2,6-NDA, DPBT, N, N-Dimethylformamide (DMF) and other organic reagents (analytical grade) were purchased from Bide Pharmatech Ltd. (Shanghai, China). Zn(NO₃)₂ was purchased from Aladdin Bio Chem Technology Co. Ltd. (Shanghai, China). The raw materials were commercially purchased and did not require purification. NICOLET 5700F-IR spectrometer (Shanghai, China) was used to measure the infrared spectrum in the range of 4000–400 cm⁻¹. Elemental analyses were examined on a PE 2400 II analyzer.

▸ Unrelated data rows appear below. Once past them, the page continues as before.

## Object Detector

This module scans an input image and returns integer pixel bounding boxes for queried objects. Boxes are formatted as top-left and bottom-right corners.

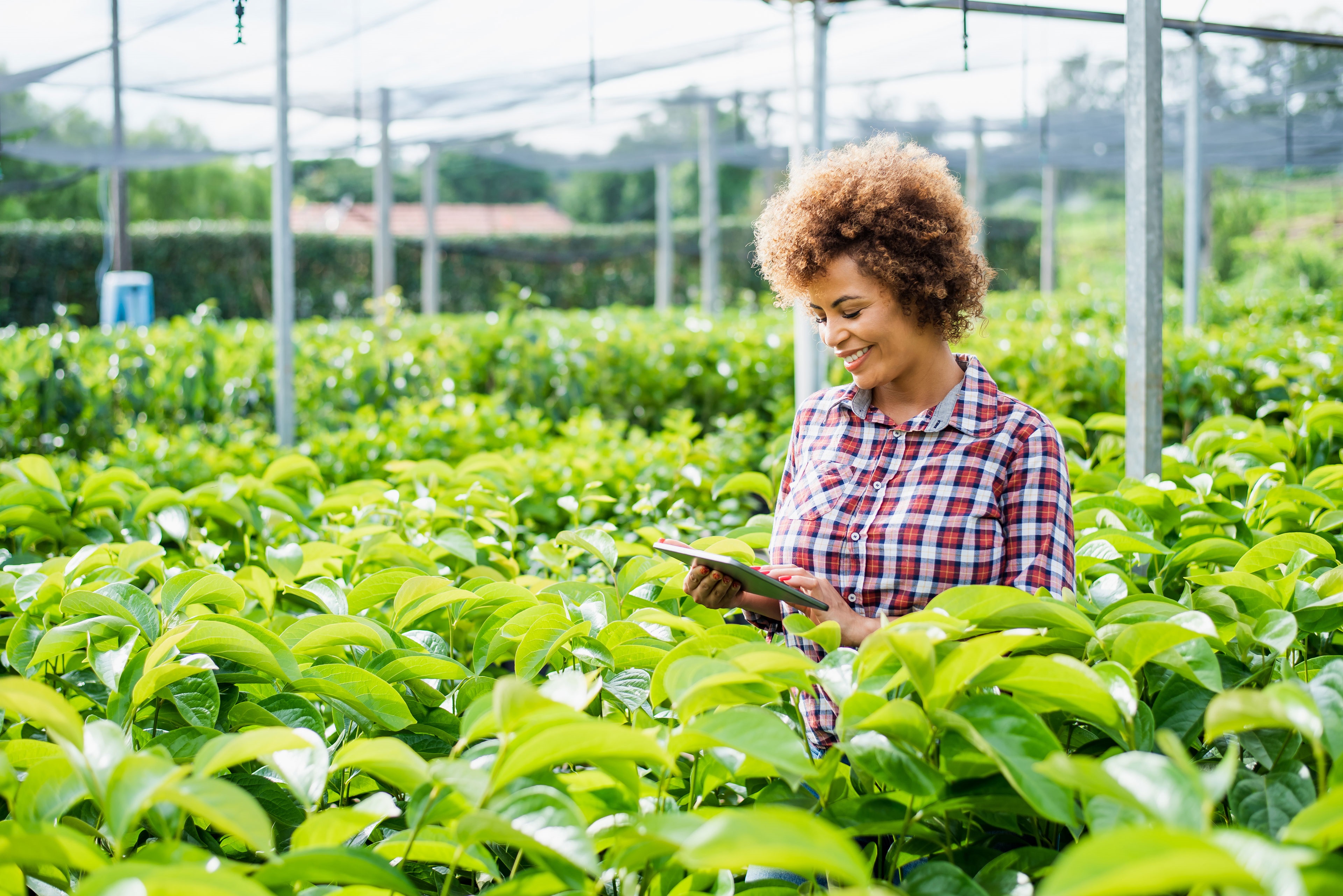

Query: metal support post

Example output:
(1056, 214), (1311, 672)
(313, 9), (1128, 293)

(966, 115), (987, 254)
(1124, 0), (1162, 480)
(420, 144), (439, 314)
(1185, 32), (1203, 330)
(1039, 164), (1058, 295)
(270, 0), (294, 447)
(700, 99), (720, 314)
(811, 0), (834, 153)
(107, 0), (132, 270)
(374, 87), (396, 295)
(653, 161), (676, 311)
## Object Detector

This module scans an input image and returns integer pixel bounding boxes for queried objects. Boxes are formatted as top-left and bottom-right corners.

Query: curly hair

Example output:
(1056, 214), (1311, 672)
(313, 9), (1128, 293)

(755, 134), (994, 343)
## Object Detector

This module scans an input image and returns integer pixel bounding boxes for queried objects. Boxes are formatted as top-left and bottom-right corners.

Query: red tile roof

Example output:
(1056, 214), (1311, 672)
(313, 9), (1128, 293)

(290, 203), (574, 236)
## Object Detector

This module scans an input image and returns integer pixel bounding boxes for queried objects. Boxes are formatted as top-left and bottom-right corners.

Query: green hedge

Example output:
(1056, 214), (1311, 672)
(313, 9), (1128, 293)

(0, 217), (1038, 327)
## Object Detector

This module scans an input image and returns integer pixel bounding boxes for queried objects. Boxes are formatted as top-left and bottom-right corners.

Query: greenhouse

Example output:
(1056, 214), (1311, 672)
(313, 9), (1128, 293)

(0, 0), (1343, 896)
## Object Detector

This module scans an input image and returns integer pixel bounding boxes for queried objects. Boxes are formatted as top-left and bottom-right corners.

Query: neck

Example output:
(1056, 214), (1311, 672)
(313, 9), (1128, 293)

(872, 340), (966, 422)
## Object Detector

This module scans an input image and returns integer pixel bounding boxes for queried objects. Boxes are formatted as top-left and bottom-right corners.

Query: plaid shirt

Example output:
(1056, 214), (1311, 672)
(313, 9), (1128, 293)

(747, 354), (1073, 748)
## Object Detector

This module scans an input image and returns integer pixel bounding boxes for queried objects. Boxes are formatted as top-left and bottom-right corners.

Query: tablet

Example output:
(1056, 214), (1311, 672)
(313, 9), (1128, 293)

(653, 542), (830, 610)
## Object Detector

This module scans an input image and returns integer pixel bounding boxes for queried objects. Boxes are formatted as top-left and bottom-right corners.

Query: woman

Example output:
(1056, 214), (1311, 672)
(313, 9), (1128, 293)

(661, 136), (1073, 755)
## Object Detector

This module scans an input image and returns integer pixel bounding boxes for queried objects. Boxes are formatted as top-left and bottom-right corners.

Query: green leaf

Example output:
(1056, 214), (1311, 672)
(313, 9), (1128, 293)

(672, 707), (815, 782)
(1226, 760), (1315, 837)
(929, 695), (1079, 825)
(158, 569), (247, 614)
(783, 612), (839, 653)
(290, 665), (415, 731)
(345, 567), (419, 615)
(1280, 787), (1343, 852)
(195, 728), (310, 778)
(168, 674), (219, 728)
(1236, 532), (1334, 572)
(0, 676), (83, 746)
(491, 719), (672, 789)
(676, 806), (870, 884)
(844, 731), (947, 797)
(1036, 827), (1260, 896)
(555, 528), (617, 571)
(253, 846), (419, 896)
(1255, 610), (1296, 653)
(900, 860), (994, 896)
(1203, 682), (1324, 743)
(331, 738), (428, 794)
(290, 791), (402, 858)
(266, 544), (304, 585)
(710, 473), (775, 512)
(155, 778), (275, 853)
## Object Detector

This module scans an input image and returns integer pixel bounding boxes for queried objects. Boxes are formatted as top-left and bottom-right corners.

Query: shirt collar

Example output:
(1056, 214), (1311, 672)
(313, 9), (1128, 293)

(835, 354), (998, 435)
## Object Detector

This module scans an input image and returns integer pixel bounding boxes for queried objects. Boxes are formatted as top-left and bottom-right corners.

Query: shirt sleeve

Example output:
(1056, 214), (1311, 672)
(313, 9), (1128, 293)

(741, 414), (802, 634)
(999, 423), (1073, 596)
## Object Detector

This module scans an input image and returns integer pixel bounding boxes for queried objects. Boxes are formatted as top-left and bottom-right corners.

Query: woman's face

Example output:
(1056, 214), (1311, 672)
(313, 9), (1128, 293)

(807, 255), (941, 389)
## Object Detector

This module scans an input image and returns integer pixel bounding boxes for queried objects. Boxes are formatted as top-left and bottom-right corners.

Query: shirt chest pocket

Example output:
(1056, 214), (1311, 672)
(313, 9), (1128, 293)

(779, 461), (853, 520)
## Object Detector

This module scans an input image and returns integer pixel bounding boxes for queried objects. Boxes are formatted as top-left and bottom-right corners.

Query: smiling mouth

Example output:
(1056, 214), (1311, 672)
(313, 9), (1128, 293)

(839, 345), (872, 371)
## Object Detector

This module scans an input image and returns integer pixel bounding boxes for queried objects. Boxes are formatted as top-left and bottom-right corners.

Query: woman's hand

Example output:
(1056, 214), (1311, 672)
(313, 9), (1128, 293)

(760, 564), (881, 647)
(658, 539), (782, 619)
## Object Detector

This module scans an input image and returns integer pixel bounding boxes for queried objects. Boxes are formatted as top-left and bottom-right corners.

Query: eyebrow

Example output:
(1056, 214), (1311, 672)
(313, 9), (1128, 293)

(807, 295), (862, 311)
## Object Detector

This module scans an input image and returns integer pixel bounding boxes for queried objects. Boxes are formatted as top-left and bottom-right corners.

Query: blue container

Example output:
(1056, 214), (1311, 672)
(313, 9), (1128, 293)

(98, 270), (155, 327)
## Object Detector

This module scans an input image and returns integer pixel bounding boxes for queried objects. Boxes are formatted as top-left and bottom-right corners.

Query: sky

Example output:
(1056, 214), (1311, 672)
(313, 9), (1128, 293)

(8, 0), (1343, 164)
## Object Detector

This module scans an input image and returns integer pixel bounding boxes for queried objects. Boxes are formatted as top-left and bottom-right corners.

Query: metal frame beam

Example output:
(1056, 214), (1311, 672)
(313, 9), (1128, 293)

(886, 0), (1343, 47)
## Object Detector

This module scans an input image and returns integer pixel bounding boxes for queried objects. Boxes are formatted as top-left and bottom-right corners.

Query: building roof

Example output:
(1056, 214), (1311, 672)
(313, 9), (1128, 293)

(290, 203), (574, 238)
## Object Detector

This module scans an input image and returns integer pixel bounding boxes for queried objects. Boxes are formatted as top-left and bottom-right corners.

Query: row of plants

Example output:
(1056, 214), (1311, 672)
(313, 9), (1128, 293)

(0, 381), (1343, 896)
(0, 299), (1343, 467)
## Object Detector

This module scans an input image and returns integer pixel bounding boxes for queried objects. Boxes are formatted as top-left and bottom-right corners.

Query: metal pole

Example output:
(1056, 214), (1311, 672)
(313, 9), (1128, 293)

(700, 99), (720, 314)
(1185, 32), (1203, 330)
(1039, 164), (1058, 295)
(1124, 0), (1162, 480)
(420, 144), (439, 314)
(788, 0), (820, 407)
(270, 0), (294, 447)
(966, 115), (986, 254)
(374, 87), (396, 295)
(107, 0), (132, 270)
(653, 161), (676, 311)
(811, 0), (831, 153)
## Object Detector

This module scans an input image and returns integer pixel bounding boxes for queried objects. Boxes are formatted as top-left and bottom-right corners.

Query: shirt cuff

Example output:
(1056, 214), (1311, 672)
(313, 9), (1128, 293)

(741, 610), (783, 634)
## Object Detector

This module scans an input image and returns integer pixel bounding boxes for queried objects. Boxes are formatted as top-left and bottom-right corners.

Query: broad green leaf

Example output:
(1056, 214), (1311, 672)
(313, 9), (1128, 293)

(155, 778), (275, 853)
(1036, 827), (1260, 896)
(491, 719), (672, 789)
(676, 806), (872, 884)
(844, 731), (947, 797)
(0, 676), (83, 744)
(1226, 760), (1315, 837)
(929, 695), (1077, 825)
(345, 560), (419, 615)
(253, 846), (420, 896)
(672, 707), (815, 782)
(195, 728), (309, 778)
(710, 472), (775, 510)
(1203, 682), (1324, 741)
(1236, 532), (1334, 572)
(177, 615), (299, 681)
(1280, 787), (1343, 852)
(555, 528), (617, 571)
(290, 791), (402, 858)
(290, 665), (415, 731)
(974, 654), (1124, 731)
(331, 738), (428, 794)
(158, 569), (247, 614)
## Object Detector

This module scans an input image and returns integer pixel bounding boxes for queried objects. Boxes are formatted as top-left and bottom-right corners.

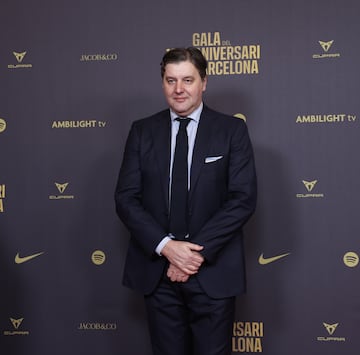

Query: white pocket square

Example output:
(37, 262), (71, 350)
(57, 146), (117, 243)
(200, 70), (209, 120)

(205, 155), (223, 164)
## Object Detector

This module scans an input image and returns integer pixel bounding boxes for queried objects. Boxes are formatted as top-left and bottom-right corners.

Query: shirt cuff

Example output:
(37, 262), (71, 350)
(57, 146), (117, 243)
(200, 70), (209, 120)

(155, 234), (174, 256)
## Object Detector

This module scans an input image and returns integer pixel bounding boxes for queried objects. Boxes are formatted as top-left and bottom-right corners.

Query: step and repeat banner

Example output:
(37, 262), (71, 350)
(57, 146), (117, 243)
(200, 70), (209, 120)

(0, 0), (360, 355)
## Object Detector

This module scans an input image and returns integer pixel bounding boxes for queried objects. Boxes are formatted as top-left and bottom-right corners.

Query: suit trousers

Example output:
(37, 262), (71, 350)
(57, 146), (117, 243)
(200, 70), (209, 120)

(145, 275), (235, 355)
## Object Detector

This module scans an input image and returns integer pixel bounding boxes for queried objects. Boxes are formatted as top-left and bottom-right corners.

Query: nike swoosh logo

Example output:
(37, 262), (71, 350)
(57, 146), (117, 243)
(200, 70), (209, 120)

(15, 252), (44, 264)
(259, 253), (290, 265)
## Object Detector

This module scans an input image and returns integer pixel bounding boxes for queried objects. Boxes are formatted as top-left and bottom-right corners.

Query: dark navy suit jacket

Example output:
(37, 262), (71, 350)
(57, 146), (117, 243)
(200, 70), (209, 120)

(115, 105), (256, 298)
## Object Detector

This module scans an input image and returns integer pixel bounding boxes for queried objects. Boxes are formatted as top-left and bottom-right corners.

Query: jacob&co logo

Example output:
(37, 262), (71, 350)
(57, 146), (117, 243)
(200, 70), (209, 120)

(0, 118), (6, 133)
(80, 53), (118, 62)
(3, 318), (30, 336)
(313, 40), (340, 59)
(49, 182), (75, 200)
(77, 322), (117, 331)
(296, 180), (324, 198)
(317, 322), (346, 342)
(8, 51), (32, 69)
(0, 184), (6, 213)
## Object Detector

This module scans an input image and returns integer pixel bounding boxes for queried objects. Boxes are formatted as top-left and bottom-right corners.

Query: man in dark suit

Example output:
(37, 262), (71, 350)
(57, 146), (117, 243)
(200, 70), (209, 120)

(115, 47), (256, 355)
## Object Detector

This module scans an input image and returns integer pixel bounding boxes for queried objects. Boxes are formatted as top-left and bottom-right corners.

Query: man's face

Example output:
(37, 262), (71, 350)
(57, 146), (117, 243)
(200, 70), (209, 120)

(163, 61), (207, 117)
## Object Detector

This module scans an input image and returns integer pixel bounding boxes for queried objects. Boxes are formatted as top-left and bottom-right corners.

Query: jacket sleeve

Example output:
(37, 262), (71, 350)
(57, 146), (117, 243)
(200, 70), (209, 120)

(115, 122), (166, 256)
(192, 124), (257, 263)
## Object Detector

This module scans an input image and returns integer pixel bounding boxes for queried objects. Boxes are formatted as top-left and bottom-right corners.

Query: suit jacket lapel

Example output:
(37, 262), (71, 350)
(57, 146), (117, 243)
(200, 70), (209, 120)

(152, 110), (171, 207)
(189, 106), (213, 203)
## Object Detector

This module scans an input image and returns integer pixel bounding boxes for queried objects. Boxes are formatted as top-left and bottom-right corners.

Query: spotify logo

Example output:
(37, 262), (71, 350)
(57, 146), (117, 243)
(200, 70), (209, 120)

(91, 250), (106, 265)
(0, 118), (6, 133)
(343, 251), (359, 267)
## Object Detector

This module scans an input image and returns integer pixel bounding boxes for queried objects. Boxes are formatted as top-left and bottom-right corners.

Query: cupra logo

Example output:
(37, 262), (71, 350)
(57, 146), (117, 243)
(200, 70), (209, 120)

(13, 52), (26, 63)
(302, 180), (317, 192)
(323, 323), (339, 335)
(10, 318), (24, 329)
(319, 40), (334, 52)
(0, 118), (6, 133)
(55, 182), (69, 194)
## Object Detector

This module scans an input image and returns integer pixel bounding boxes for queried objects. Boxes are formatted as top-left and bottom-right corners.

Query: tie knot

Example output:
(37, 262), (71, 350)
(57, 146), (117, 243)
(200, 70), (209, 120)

(176, 117), (191, 128)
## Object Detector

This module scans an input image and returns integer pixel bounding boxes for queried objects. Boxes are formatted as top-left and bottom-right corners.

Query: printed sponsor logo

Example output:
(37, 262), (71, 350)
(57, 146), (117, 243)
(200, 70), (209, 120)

(49, 182), (75, 200)
(8, 51), (32, 69)
(317, 322), (346, 342)
(313, 40), (340, 59)
(296, 180), (325, 198)
(51, 120), (107, 129)
(3, 318), (30, 336)
(80, 53), (118, 62)
(343, 251), (359, 268)
(91, 250), (106, 265)
(15, 252), (44, 264)
(258, 253), (290, 265)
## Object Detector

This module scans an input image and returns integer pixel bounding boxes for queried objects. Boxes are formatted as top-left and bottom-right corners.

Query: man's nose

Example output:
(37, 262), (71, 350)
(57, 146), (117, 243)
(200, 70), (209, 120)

(175, 81), (184, 93)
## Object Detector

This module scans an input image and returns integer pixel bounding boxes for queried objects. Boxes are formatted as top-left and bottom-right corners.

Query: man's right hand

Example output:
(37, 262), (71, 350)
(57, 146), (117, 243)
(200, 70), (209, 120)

(161, 240), (204, 275)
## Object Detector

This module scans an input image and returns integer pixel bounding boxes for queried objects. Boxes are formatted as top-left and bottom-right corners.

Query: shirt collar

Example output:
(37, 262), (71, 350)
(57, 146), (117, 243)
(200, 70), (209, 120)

(170, 102), (204, 123)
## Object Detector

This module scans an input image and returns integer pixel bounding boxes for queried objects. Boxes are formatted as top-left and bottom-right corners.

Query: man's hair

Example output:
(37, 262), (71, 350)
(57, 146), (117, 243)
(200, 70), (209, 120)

(160, 47), (207, 80)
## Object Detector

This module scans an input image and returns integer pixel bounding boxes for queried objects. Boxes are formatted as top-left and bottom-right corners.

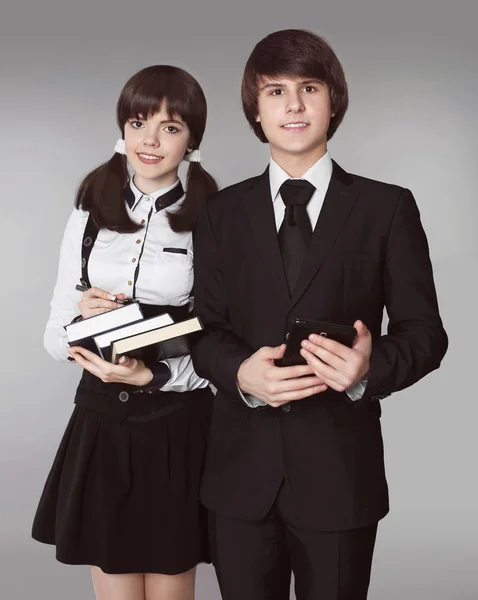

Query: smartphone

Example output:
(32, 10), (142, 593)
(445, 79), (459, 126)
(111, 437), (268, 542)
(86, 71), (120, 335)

(275, 318), (357, 367)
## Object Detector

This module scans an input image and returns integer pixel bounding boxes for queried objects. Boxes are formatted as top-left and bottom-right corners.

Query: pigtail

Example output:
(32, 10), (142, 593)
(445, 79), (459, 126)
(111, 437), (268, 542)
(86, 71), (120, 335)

(75, 153), (141, 233)
(168, 162), (218, 233)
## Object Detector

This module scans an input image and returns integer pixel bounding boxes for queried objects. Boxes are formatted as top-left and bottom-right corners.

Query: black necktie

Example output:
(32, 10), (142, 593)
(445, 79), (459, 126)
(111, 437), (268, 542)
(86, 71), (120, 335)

(279, 179), (315, 294)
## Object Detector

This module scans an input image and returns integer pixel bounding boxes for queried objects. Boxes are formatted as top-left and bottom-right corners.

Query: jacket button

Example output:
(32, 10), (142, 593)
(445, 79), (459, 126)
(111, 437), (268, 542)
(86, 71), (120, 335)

(118, 392), (129, 402)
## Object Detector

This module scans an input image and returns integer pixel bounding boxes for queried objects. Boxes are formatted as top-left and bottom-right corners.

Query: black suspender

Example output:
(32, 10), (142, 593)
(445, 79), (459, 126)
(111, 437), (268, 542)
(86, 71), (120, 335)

(80, 213), (99, 288)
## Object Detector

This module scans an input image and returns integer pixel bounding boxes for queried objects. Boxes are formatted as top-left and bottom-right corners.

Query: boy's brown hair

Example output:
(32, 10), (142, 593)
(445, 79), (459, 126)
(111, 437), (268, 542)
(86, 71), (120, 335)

(241, 29), (348, 143)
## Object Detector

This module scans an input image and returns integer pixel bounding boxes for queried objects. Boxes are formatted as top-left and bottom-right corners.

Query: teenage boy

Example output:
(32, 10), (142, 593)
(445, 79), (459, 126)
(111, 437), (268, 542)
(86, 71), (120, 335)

(194, 30), (447, 600)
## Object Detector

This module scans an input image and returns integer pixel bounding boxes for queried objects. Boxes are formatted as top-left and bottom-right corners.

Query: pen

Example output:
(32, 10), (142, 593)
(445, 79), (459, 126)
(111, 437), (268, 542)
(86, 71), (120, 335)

(75, 284), (135, 304)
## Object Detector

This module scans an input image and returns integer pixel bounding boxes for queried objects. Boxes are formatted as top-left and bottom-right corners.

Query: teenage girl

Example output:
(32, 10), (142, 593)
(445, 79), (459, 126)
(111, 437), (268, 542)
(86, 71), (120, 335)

(33, 66), (217, 600)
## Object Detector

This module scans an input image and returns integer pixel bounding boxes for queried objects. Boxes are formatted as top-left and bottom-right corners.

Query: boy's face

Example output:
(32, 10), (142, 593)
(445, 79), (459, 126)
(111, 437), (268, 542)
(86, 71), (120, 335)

(256, 76), (333, 161)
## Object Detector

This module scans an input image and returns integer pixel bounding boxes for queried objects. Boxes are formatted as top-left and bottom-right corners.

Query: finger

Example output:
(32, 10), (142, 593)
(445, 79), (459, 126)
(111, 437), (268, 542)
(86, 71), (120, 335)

(308, 333), (353, 360)
(83, 287), (116, 302)
(71, 346), (114, 374)
(257, 344), (285, 360)
(80, 310), (109, 318)
(80, 298), (118, 310)
(272, 375), (324, 395)
(352, 321), (372, 350)
(68, 348), (103, 379)
(301, 340), (346, 370)
(300, 348), (348, 389)
(269, 365), (312, 381)
(271, 383), (327, 404)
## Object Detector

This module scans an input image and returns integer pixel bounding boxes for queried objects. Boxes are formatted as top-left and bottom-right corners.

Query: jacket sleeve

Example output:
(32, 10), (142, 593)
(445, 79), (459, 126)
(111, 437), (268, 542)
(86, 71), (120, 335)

(358, 189), (448, 404)
(192, 199), (254, 403)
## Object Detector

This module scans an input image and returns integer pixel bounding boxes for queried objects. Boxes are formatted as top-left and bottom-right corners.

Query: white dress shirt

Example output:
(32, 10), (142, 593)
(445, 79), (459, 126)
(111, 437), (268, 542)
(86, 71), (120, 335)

(241, 152), (367, 408)
(44, 179), (208, 392)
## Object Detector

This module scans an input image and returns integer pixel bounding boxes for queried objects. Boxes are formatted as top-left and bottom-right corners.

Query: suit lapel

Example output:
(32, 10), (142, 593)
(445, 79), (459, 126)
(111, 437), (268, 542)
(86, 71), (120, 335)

(242, 167), (290, 298)
(290, 161), (357, 308)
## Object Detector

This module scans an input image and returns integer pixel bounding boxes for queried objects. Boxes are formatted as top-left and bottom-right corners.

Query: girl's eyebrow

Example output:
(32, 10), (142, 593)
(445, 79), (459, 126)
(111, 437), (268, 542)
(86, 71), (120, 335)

(160, 119), (184, 125)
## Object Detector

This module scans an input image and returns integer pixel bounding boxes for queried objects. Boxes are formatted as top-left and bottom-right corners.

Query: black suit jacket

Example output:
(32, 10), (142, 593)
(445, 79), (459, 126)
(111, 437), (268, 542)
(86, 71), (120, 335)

(193, 163), (447, 530)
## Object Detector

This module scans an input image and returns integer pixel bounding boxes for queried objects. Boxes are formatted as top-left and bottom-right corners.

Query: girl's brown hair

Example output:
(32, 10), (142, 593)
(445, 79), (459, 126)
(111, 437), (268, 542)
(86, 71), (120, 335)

(75, 65), (217, 233)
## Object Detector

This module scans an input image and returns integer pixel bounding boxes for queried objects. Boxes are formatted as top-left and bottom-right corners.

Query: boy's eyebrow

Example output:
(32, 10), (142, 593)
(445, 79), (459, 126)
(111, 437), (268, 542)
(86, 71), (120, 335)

(261, 79), (323, 91)
(130, 114), (184, 125)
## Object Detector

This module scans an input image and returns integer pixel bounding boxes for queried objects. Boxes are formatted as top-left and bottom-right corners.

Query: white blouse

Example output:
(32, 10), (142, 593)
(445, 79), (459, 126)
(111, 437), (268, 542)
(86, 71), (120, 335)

(44, 179), (208, 392)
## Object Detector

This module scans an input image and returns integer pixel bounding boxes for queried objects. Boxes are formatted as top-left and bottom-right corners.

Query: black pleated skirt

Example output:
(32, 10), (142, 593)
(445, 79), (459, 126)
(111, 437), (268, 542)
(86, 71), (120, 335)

(32, 373), (213, 575)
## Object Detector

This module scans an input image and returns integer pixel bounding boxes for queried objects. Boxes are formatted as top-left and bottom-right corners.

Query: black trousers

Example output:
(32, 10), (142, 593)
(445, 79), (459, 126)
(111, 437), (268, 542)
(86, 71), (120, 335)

Under a N₂ atmosphere, thermal gravimetric (TG) data were collected and recorded on a Netzsch STA-449F5 (Selbu, Germany) thermo analyzer with heating rate of 10 °C/min. Powder X-ray diffraction (PXRD) was carried out using a Bruker D8 Advance diffractometer with Cu-Kα radiation at room temperature. Fluorescence decay lifetime was recorded on an Edinburgh FLS 1000 fluorescence spectrometer (Livingston, UK). All the fluorescence spectrum tests were implemented with a Hitachi F-7000 spectrometer (Tokyo, Japan).

4.2. Synthesis of MOF-1

DPBT (2.9 mg, 0.010 mmol), 2,6-NDA (2.16 mg, 0.010 mmol), Zn(NO₃)₂·6H₂O (11.90 mg, 0.04 mmol), and HNO₃ (2 drops, 2 M) were successively added into a Teflon vessel with a mixture of V_DMF/V_H2O/V_CH3CN (3:4:1). After ultrasound for 30 min, the above mixture was sealed and heated to 100 ℃ for one day. After cooling, yellow rodlike crystals were obtained. Yield: 62% based on 2,6-NDA ligand. IR Spectra (KBr, m/cm⁻¹): 3430 s, 2923 s, 1670 s, 1637 s, 1552 w, 1407 s, 1361 s, 1223 w, 1089 s, 1032 w, 822 m, 792 s, 482 s.

5. Conclusions

In summary, one Zn(II)-MOF (MOF-1) based on 2,6-naphthalenedicarboxylic acid (2,6-NDA) and 4,7-di(4-pyridyl)-2,1,3-benzothiadiazole was effectively synthesized by a mixed-ligand approach. MOF-1 exhibited high purity, pH stability, and thermal stability. Luminescent experiments demonstrated that MOF-1 could be employed as a selective, sensitive, and convenient turn-on response sensor for DPA detection. In addition, based on the results of PXRD, UV–vis, FT-IR, XPS, and theoretical calculations, the enhancement mechanism between MOF-1 and DPA could be summarized by photoinduced electron transfer and hydrogen bonding interactions. The visualization of the fluorescent test paper makes it possible for the practical application of MOF-1. More biomarker sensors will be fabricated by our group in the future.